Historias mínimas
El arcoíris perfecto
Tiempo después supieron que fue un día redondo, de esos que te reconcilia con la vida, a veces tan hosca que parece ella misma.
De madrugada, entre olas, llegaron a Estocolmo remontando el fiordo. La cercanía de la costa les dejaba presentir la vida de los ribereños, todos con sus botes al pie de las casas. Los pantalanes de aluminio y madera eran muelles perfectos para iniciar una singladura al fin del mundo. Los jardines, sosegados y fríos, encerraban un silencio báltico, tan anfibio como sus dueños.
Un par de veleros surcaban las aguas ya doradas, al tiempo que algunos niños echaban sus cañas a la ría. Una de ellos –tan rubia como la esplendorosa Elke Sommer en El premio– lo hacía desde la ventana de su casa. Con los pies calientes.
Entonces la embocadura se fue achicando, como si tuviera la cordial misión de darles la bienvenida. Desde el mar la ciudad parecía una postal. Agujas desafiantes, canales y más veleros. Por los pequeños puentes fluía un tráfico perezoso donde reinaban las bicicletas, y hasta el Ayuntamiento se presentó alegre para enseñarles su famoso “Salón Azul”, que es rojo.
Desembarcaron sin prisa y se fueron a pasear. Caminaron por un parque recoleto y un mercado de nombre irrepetible, donde almorzaron. Del Palacio Real al Museo Vasa. De la curiosidad al deleite con una parada para tomar café.
Al final llegó la tarde con un cielo de nubes bajas, aviso definitivo para retornar a su casa flotante, que les esperaba como una niña obediente.
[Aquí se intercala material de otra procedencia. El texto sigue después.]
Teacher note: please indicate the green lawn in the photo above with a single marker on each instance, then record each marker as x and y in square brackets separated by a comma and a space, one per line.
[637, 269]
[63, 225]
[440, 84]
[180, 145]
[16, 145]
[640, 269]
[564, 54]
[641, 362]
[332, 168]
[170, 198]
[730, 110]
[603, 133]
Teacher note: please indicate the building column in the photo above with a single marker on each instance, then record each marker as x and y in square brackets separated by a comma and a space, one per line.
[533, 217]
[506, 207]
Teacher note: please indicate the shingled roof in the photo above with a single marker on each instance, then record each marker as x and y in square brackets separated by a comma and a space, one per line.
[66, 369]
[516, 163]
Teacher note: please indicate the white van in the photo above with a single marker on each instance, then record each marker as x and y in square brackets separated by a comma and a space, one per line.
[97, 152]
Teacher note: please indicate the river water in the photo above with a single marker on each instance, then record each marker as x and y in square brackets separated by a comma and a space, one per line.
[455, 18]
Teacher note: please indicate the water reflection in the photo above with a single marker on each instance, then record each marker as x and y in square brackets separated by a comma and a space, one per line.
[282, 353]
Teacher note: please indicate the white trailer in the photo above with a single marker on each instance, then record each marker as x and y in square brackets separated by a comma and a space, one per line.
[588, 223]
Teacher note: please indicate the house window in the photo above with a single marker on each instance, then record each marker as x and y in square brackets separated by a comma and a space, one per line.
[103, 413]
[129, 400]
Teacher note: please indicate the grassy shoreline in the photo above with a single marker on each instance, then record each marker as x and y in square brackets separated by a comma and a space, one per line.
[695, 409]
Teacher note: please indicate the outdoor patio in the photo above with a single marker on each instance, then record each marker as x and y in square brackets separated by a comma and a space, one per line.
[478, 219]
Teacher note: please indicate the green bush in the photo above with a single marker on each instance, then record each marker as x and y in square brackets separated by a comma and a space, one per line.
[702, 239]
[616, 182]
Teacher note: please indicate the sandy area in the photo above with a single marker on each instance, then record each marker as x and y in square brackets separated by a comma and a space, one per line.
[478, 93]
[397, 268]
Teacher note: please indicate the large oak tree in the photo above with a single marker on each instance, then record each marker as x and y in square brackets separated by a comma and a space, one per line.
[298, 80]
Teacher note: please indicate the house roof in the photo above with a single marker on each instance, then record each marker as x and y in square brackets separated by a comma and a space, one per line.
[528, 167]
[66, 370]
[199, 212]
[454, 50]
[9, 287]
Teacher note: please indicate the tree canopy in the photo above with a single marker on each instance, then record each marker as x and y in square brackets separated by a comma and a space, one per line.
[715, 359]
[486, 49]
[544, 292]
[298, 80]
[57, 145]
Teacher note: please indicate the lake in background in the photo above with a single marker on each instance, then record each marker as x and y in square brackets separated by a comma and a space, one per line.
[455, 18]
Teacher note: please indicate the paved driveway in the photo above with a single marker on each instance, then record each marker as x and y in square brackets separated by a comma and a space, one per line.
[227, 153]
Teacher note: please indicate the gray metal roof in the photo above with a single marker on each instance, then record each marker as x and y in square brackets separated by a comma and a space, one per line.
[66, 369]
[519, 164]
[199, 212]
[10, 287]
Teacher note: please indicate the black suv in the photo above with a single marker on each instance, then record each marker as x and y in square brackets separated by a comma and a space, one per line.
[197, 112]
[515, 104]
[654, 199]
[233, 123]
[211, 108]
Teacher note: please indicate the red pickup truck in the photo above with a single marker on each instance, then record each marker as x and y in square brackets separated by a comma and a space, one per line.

Zarparon entonces de un puerto parecido a otros del norte: mar, orden y gaviotas. El viento azotaba con rachas caprichosas, casi latinas por su arrebato, pero al final apareció un sol piadoso que resultó ser un mago medieval. Un Merlín sueco capaz de devolverles la inocencia en apenas dos segundos. Quizá tres. Ese fue el tiempo que necesitó el capote del cielo para abrirse magnánimo. Lo curioso –después supieron porqué– fue descubrir que el barco se deslizaba con desgana, empeñado en quedarse varado en el estuario.
Entonces brilló el prodigio. Llegó, pero sin estruendo. Deslumbrante. Surgió poco a poco, dibujándose con timidez de adolescente, apenas velado por una cortina de lluvia menuda que algunos llaman orbayu. Su aparición provocó un silencio sagrado, una paz remota, quizá procedente del tiempo en el que todos fuimos niños. Era un Arco Iris luminoso, frágil y efímero. Una media naranja de colores jamás vistos. Ni en el País de Oz y Judy Garland. Ni siquiera en sueños. Era el Arco Iris perfecto, majestuoso en su inocencia, pero no llegó solo. Con él también apareció su Padre para abrazarles con fuerza y susurrar cariñoso que, si se portaban bien, se verían en el Cielo.